The incomparable thrill of his body inside my own.
And the overwhelming rightness I feel nowhere but when I am with him.
“Yes, I will marry you, Roman Borovsky.” I put my hands on his face and draw it down to my own, my body needing his like a flower reaching for rain. “I will stand beside you forever, and help you build everything you dream of. And I will love you, with my whole heart, until the day I die.”
“You’re all in,” he says huskily, his good arm slipping around my waist and pulling me hard against him.
“I was all in from the moment you ordered your first coffee,” I whisper, feeling the delicious thrill start to uncurl in my belly.
“Is that right?” Roman chuckles, his lips drawing a trail of fire up my neck toward my mouth. “You mean that instead of trading insults with you, I could have just done this?” His mouth lands on mine, and I open beneath it with a small cry, my body already liquid heat in his embrace. His kiss is hungry and thorough, his tongue taking my mouth with a subtle power and intensity that leaves me shaking and panting, pressed hard against his naked chest. He is hot and restless under my touch, his skin like fire, his good hand roaming over the thin knit dress covering my ass in a way that makes me want to climb him like a fucking tree.
He slides the hem of my dress higher. Then he hits the bare skin at the top of my stocking, and his hand comes to a sudden halt while his mind assimilates what he’s feeling.
Then his palm splays over my thigh, his thumb tracing the frilled line of my garters slowly upward.
“I like these,” he murmurs in my ear. He raises my knee so my booted heel rests on a nearby chair. His thumb strokes the bared upper skin of my thigh, tantalizingly close to where I really need it. “Maybe we should spend more time in cold climates.”

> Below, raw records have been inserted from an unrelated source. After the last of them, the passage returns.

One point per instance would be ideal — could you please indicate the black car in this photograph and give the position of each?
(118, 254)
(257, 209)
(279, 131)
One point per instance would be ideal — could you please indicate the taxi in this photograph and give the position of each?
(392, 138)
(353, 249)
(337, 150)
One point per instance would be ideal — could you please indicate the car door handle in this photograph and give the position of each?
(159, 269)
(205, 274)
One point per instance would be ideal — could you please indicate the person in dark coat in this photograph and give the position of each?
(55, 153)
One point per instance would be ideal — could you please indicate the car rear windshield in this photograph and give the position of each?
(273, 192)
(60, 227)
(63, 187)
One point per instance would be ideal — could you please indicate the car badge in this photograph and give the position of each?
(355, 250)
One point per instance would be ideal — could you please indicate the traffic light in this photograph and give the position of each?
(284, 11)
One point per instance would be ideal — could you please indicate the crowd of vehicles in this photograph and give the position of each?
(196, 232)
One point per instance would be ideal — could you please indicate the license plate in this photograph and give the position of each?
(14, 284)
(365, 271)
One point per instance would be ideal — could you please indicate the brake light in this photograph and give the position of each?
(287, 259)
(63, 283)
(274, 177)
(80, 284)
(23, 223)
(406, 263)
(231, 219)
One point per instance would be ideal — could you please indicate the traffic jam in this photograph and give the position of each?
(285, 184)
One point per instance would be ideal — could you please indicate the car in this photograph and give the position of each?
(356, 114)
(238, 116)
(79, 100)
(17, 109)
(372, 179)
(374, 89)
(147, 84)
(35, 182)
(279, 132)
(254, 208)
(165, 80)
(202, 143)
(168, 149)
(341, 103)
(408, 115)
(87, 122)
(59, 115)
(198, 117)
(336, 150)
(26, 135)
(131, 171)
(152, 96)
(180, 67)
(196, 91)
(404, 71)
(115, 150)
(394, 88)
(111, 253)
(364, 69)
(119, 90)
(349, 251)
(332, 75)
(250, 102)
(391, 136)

Then his hand roams even higher, and I gasp as his thumb presses my swollen clit through the silk.
“You know, I planned to fuck you hard and fast.” Roman’s thumb makes tiny movements that have me gasping, aware of every slight change in pressure. “I pictured you naked the entire flight over here, and every moment since. I thought I needed you too badly to wait. I wanted to just get my cock inside you.”
Oh, God.
My hips jerk toward him, my knee opening wider, aching for more than just his thumb. I want my underwear off. I want his mouth, his cock. I want him against me.
“But now that I have you here,” he goes on, swiping a slick of moisture from my inner thigh, “I don’t want to rush a single moment.” Suddenly his hands are gone. My eyes fly open to find him staring at me, his arousal blatant beneath his suit pants. My dress is hitched up to my waist, so I’m standing with one high-heeled boot up on a chair, exposing my soaked underwear over my garter and stockings.
“Lose the dress,” he says roughly.
My skin on fire, trembling as if it were my first time, I pull the dress over my head, revealing the black silk-and-lace bra that matches the rest of my lingerie.
“You know,” he says in a low voice, “this reminds me a lot of the first time I ever fucked you. Do you remember that night, Miss Petrovsky?”
Heat rushes between my legs. “I remember,” I say breathlessly.